Take that appetizer menu problem again. We don’t see an obvious algorithm for solving it in polynomial time, but if I tell you that taking items A, B, and C is a valid solution, it’s really easy to add up their prices and verify that. Problems for which this is true make up the class NP.

It should be easy to see that any problem in P is also in NP (remember these are sets, so notions of “in” just mean that there’s a subset relationship). However, we don’t know whether P is a proper subset of NP. If not, then P = NP; if so, then P!=NP.

This has still been fairly academic, but we can translate this to simple English. The question of whether P=*NP* is the question of whether any problem for which a solution can be recognized quickly also has the property that the solution can be found quickly. Mathematicians would state this as “is finding a proof harder than verifying a proof that is given to you?”

No one knows the answer to this question, but it is almost universally believed that P!=NP — that is, that there are problems for which there exists no efficient way of finding the solution, even if a solution can be verified quickly.

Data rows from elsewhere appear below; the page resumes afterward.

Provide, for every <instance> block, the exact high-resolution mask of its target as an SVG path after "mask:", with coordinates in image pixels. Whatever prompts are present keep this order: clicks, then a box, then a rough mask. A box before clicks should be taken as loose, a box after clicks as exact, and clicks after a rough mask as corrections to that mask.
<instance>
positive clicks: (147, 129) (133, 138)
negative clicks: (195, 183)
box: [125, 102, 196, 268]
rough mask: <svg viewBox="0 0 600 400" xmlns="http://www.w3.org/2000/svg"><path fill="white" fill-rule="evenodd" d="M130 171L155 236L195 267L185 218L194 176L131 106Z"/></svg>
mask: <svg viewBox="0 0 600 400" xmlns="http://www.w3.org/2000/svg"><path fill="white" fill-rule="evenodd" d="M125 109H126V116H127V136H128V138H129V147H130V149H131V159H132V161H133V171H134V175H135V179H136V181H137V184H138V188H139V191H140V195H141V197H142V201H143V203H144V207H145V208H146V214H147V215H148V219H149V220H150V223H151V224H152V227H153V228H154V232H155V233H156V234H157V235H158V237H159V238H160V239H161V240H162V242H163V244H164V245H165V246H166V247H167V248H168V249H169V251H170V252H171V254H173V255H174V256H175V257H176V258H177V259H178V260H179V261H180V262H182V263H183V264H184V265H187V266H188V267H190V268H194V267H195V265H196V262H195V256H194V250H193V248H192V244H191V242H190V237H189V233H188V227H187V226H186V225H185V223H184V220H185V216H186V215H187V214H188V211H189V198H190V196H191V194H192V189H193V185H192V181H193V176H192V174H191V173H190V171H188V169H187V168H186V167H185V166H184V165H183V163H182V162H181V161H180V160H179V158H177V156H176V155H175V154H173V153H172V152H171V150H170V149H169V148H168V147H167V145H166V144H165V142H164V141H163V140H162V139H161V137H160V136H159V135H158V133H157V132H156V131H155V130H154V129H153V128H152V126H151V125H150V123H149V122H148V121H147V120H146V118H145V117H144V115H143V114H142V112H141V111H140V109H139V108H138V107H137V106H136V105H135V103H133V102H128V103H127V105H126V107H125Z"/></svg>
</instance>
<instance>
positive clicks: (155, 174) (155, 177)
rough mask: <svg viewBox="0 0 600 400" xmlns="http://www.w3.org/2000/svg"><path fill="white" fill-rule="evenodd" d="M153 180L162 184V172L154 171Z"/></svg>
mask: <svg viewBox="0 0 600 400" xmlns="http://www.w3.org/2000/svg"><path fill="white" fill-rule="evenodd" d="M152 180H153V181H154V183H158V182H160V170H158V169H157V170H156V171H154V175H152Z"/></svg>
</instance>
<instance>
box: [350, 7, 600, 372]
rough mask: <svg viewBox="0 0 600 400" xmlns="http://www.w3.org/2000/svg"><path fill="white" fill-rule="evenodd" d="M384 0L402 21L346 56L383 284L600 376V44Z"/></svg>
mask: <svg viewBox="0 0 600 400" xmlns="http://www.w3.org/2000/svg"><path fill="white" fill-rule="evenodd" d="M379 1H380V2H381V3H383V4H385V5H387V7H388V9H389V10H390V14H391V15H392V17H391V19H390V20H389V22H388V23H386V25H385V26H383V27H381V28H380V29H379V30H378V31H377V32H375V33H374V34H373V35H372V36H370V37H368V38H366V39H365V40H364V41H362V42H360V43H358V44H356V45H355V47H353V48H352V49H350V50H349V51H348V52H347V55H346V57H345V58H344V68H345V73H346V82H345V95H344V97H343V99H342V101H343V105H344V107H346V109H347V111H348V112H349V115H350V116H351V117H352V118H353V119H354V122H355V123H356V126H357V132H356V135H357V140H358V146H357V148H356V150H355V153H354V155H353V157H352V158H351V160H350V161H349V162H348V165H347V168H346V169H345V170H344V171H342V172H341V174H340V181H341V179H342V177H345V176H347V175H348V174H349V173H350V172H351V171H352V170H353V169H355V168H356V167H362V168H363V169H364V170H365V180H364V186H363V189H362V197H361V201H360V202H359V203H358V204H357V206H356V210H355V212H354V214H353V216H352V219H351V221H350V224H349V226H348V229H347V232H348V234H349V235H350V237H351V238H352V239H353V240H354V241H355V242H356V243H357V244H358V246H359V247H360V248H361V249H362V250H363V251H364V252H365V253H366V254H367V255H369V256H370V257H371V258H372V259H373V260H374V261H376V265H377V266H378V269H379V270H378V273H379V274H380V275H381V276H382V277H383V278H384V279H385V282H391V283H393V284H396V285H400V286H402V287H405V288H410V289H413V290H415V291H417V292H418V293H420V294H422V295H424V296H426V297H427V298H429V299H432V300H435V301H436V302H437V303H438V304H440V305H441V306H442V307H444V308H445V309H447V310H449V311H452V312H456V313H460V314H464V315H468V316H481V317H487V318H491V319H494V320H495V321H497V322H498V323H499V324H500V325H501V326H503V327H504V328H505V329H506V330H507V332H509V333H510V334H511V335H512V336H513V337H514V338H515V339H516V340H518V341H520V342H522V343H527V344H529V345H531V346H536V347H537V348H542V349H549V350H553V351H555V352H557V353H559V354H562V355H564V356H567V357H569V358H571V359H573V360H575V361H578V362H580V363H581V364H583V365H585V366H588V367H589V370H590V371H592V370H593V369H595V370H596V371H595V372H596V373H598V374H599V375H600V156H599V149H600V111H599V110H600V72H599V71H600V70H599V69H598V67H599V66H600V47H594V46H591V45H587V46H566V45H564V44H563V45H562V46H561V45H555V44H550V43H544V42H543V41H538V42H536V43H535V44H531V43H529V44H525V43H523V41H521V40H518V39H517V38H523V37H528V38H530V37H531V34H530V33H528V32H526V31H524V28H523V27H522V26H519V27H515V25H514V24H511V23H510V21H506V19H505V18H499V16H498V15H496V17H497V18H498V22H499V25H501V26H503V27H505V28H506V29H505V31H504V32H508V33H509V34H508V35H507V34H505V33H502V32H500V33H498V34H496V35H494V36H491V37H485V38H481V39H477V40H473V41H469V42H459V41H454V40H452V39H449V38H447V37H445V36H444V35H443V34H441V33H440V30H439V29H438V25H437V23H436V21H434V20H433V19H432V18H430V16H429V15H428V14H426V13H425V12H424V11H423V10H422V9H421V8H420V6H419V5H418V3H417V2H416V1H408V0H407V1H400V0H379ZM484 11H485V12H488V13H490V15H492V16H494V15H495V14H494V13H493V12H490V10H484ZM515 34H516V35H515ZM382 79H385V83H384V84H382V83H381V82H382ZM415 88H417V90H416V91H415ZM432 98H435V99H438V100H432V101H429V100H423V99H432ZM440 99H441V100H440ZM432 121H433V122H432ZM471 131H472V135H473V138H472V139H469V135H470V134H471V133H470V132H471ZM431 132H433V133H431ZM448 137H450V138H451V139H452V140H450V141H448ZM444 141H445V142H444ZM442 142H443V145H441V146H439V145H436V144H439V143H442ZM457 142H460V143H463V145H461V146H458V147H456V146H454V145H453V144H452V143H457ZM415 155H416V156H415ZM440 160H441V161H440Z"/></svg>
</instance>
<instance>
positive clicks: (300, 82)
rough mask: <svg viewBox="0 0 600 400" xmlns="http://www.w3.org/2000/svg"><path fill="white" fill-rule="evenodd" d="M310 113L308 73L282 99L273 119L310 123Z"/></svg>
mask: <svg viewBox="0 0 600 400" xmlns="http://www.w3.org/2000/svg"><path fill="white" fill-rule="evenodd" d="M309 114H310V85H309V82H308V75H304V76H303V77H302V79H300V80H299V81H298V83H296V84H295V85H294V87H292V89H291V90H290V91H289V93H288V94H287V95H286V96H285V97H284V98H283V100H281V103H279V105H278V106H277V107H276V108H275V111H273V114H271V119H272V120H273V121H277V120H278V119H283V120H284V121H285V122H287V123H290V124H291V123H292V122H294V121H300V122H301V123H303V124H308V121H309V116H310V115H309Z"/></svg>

We can go further than this. One very useful idea is that of NP-completeness. NP-Complete is another class, just like P and NP. In fact, it is a subset of NP that contains only problems that are at least as hard as every problem in NP. What that means is that if you have an unknown problem and you want to know whether there’s a polynomial time algorithm for it, one thing you can do is to try to reduce any problem in NP-complete to your problem (with the reduction being capable of being done in polynomial time as well). If you can find a way of transforming your problem into, say the traveling salesperson problem (which we know to be in NP-complete) then any algorithm that could solve your problem could also solve the TSP. And by the definition of NP-complete, could therefore solve every problem in NP. Because we by now think this is extraordinarily unlikely to happen, it’s very strong evidence that your problem is not efficiently solvable.

This is I think the most practically applicable thing to know about complexity theory. There are hundreds, maybe thousands, of known NP-hard and NP-complete problems (note: NP-hard is like NP-complete, only the problems don’t have to be in NP themselves) . Knowing a little bit about these ideas can be a really useful trigger. If your boss wants you to solve some problem and you’re aware of these basic ideas, you may be able to say, “Hang on, this looks an awful lot like the subset-sum problem, and I think that was NP-complete. Maybe I need to look at heuristic approaches,” instead of bailing right in and trying something that’s doomed to fail.